How are you going to know if she just stops texting and continues to hang out with the OM at work? Before the texts were going on, she obviously was talking to him, most likely at work. That is how this whole mess started.
Did you actually find a month's worth of 40-50 texts a day stored on her phone? If you did, how do you know if there weren't more that were deleted? How do you know the texting wasn't going on before the ones that were stored on the phone? How long has she been letting this guy poach on your jurisdiction without telling him to knock it off?
What was being said between the two of them face to face everyday rather than by text?
In your response to my first post, you said that she was 100% perfect until this strange turn of events. I would say that as far as you knew, she was 100% perfect until she started allowing herself to be chased by another man and apparently did NOTHING to shut him down.
Read posts on here, and you will read lots of stories about guys who had great wives until the wife decided to start engaging in an EA or PA. You basically have a common-law wife, who has done the same thing. Thank God she has shown her true colors before you actually got married.

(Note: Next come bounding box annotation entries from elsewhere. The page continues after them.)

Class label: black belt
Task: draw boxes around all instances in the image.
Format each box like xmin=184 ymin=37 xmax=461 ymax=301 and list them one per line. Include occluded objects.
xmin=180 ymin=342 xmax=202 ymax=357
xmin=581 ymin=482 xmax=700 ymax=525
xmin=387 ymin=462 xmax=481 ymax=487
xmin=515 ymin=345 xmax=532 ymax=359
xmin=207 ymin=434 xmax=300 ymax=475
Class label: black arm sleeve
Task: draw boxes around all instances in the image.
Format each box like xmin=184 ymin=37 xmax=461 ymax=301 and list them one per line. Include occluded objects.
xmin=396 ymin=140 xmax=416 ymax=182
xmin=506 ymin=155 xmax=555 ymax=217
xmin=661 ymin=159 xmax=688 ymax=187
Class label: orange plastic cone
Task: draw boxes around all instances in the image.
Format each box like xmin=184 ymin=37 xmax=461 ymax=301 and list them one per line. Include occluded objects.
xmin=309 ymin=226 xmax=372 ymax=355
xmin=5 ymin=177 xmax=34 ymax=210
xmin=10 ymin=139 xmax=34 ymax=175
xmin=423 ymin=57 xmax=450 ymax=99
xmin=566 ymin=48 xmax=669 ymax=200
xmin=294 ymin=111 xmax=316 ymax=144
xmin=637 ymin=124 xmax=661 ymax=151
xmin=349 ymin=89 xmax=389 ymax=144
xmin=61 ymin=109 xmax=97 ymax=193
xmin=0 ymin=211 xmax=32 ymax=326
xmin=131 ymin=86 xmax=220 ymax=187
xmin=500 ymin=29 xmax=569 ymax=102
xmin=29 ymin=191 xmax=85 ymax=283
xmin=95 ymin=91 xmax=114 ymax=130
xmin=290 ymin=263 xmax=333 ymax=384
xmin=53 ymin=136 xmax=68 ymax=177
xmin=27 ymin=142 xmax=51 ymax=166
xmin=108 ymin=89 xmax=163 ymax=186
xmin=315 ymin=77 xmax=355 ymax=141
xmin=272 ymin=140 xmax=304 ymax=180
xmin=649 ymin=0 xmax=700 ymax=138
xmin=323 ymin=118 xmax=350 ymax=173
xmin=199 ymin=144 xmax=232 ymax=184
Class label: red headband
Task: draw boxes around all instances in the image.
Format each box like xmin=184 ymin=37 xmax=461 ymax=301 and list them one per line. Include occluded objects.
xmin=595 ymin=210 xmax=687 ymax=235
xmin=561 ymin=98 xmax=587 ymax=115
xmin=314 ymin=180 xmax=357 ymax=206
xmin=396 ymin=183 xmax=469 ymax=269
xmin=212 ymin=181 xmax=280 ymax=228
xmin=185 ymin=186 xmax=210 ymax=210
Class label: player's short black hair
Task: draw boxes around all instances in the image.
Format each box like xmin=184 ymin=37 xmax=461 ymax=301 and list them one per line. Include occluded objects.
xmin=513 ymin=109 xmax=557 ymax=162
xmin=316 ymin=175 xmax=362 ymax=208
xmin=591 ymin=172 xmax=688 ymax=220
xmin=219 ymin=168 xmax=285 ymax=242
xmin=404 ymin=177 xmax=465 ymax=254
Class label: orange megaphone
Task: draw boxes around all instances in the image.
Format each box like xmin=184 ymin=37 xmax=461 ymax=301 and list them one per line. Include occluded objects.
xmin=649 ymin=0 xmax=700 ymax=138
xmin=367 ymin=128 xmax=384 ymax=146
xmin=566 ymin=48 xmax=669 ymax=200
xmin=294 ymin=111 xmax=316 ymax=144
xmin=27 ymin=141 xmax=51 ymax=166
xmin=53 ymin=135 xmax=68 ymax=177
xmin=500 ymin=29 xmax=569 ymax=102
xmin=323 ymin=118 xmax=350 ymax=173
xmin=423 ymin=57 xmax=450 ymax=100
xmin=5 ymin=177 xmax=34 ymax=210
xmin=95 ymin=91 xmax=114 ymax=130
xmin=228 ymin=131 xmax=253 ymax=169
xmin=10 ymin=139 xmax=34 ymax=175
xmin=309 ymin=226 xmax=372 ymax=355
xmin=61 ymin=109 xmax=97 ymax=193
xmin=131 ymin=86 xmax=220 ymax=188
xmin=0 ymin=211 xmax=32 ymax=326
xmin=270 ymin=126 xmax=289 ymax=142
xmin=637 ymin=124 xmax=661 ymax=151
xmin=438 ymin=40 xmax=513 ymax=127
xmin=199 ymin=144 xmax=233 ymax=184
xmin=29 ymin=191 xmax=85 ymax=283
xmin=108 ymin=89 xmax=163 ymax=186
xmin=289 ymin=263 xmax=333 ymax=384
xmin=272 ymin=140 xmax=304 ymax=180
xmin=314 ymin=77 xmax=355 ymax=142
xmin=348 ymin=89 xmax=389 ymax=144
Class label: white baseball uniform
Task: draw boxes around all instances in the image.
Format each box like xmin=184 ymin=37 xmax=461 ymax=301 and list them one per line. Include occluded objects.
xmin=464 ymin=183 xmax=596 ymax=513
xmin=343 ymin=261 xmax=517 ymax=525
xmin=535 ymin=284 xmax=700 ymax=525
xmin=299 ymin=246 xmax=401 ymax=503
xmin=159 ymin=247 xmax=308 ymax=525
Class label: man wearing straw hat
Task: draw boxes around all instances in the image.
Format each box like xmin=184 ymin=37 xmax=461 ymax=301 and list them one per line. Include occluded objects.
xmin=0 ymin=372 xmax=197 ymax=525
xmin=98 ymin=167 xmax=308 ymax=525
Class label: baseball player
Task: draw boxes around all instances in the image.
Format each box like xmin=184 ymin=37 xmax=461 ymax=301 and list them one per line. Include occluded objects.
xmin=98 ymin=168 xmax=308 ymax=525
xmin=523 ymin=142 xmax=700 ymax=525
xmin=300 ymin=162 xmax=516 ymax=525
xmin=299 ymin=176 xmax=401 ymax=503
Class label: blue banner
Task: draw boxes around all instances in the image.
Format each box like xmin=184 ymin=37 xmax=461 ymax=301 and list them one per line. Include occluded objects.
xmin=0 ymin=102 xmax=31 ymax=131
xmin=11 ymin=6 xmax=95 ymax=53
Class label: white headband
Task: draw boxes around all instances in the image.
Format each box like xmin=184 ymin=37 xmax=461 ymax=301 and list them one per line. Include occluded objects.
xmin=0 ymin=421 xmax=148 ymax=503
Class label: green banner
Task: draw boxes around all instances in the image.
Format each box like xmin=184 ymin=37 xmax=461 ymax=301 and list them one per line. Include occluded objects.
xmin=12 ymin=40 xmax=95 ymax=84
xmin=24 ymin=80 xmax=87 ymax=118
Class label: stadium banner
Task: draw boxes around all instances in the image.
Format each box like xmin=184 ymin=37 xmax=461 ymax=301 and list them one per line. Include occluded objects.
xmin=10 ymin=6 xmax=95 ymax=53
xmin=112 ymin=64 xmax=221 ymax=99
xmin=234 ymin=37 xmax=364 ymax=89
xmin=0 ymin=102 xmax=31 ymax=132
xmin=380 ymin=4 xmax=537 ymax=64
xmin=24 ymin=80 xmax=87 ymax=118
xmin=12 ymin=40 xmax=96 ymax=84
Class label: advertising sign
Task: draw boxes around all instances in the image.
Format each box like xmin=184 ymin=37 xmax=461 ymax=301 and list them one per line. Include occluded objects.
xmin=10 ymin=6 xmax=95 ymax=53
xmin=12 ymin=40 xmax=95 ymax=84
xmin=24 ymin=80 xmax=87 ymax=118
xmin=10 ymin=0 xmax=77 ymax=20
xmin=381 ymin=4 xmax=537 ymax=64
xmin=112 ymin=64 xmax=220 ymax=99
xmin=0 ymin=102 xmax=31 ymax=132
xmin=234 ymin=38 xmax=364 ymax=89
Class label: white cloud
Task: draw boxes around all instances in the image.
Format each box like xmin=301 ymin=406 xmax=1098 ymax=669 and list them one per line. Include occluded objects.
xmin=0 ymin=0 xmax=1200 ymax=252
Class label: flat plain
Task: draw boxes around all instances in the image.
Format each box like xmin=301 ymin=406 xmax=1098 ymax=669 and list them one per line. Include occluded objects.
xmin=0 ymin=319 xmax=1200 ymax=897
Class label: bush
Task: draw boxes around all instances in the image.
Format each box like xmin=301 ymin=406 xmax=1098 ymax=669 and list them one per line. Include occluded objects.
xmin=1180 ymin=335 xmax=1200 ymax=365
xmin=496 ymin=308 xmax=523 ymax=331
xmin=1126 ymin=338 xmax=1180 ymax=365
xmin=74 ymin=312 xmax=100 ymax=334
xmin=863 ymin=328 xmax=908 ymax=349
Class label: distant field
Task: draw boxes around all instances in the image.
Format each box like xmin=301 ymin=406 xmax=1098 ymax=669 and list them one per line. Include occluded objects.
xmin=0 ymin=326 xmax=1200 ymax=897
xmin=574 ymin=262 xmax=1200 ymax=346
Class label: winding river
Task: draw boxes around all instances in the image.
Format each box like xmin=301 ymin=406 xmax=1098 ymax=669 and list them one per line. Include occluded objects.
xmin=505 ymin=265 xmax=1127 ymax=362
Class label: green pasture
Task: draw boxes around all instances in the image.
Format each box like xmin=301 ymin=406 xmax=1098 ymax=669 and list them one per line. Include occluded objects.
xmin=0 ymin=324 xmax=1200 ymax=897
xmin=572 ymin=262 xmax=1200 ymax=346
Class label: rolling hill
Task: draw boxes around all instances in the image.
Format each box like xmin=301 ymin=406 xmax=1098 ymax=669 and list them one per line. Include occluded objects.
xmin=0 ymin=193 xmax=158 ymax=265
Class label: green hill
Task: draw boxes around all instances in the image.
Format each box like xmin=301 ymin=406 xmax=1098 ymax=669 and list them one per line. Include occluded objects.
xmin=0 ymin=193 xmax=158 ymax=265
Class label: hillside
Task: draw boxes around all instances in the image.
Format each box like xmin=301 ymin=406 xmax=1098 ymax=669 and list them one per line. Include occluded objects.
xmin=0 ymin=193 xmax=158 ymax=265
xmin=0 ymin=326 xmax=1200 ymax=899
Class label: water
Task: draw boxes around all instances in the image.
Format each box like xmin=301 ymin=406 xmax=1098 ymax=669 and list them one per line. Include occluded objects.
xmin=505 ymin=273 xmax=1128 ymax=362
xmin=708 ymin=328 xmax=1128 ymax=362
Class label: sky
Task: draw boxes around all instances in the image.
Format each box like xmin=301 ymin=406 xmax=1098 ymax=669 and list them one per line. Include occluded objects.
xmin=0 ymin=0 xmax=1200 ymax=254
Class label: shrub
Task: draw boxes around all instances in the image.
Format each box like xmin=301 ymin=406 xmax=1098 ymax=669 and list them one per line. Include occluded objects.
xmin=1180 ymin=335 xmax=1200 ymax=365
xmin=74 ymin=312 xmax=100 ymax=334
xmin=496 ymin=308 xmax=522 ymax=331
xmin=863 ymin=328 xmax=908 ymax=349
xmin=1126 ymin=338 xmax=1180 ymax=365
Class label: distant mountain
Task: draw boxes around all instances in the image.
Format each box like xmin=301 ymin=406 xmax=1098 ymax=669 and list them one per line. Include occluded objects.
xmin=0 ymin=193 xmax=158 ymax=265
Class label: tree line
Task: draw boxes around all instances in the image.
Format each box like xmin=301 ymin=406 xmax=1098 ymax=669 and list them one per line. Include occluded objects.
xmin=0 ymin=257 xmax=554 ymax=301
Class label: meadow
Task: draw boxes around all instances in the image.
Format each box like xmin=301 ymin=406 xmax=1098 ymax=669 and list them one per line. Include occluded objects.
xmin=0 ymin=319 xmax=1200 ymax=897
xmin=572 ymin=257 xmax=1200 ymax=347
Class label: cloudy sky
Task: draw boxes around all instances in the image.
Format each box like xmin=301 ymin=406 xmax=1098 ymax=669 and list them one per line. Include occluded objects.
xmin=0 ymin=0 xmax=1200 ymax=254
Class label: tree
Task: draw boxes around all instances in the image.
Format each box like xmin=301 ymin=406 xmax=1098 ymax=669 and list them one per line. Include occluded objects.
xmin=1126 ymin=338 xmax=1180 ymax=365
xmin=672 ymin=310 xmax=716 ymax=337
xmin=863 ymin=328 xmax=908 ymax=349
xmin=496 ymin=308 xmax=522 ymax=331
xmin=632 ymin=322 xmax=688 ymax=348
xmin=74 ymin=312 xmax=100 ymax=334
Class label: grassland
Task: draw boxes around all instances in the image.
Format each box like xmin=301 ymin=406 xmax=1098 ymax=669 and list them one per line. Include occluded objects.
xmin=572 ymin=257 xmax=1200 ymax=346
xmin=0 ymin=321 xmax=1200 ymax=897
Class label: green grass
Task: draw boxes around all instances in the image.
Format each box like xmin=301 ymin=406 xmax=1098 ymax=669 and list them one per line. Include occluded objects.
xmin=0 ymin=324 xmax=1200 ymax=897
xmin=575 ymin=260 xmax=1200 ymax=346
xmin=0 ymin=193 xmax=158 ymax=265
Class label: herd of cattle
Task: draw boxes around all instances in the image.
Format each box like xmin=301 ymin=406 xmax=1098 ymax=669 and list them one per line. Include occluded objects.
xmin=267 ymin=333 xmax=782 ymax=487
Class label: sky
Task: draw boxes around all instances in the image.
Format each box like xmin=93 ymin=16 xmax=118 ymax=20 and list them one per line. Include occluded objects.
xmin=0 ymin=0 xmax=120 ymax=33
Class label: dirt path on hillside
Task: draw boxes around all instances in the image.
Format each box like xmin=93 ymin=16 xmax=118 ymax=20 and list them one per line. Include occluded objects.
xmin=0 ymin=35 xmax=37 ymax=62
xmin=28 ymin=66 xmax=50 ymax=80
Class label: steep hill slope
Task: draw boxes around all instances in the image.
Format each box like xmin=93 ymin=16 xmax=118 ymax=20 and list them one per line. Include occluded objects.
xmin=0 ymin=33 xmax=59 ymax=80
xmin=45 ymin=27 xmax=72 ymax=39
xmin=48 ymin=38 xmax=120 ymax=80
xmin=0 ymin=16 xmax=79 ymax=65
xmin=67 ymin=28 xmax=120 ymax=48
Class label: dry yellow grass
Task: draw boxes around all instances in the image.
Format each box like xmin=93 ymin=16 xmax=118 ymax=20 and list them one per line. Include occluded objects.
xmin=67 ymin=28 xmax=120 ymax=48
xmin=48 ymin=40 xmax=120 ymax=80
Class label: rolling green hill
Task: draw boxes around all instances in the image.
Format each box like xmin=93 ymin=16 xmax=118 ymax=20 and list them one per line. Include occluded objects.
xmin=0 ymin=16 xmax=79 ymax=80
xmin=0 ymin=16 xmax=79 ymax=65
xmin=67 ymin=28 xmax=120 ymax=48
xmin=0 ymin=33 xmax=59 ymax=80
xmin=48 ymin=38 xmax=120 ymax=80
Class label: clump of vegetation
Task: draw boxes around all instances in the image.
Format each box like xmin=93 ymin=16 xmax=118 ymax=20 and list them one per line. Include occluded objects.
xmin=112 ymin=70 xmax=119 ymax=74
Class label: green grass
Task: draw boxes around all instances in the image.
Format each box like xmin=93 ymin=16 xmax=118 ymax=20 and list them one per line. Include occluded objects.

I have had women try to chase me while I have been in a committed relationship. It wasn't a hard thing to stop. I told them they needed to stop, and stopped spending any more time with them than necessary, while being polite but reserved towards them when contact with them couldn't be avoided. Was she incapable of doing this? I'll answer it for you. Of course not. She was perfectly capable of doing that. She chose to let BetaBoy keep chasing her.
After turning down your proposal, and while keeping you in the friend zone. WTF?
If she didn't stop BetaBoy's advances, she obviously liked it. Oh, and she hid it from you, too. While keeping you in the friend zone. That's not what I would want from my romantic partner. Not a good sign of things to come.
I'm not one of those people who always suggest dumping the romantic partner when problems come along-quite the opposite. I am pro relationship saving when possible and when it makes sense. In your case, you are dealing with a partner who shows that she has a serious integrity issue. She may not have had it before during your previous 7 years, but that was then, this is now. People change, and sometimes not for the better.
Unfortunately, from what you have said in this thread, it sounds like getting out and finding someone who will show you the common respect a long-term relationship partner SHOULD show you probably is the best thing to do in your case.
I'm calling it like I see it here. For what it is worth, it sure sounds like you have gotten handed a raw deal. I'm sorry you find yourself in this position.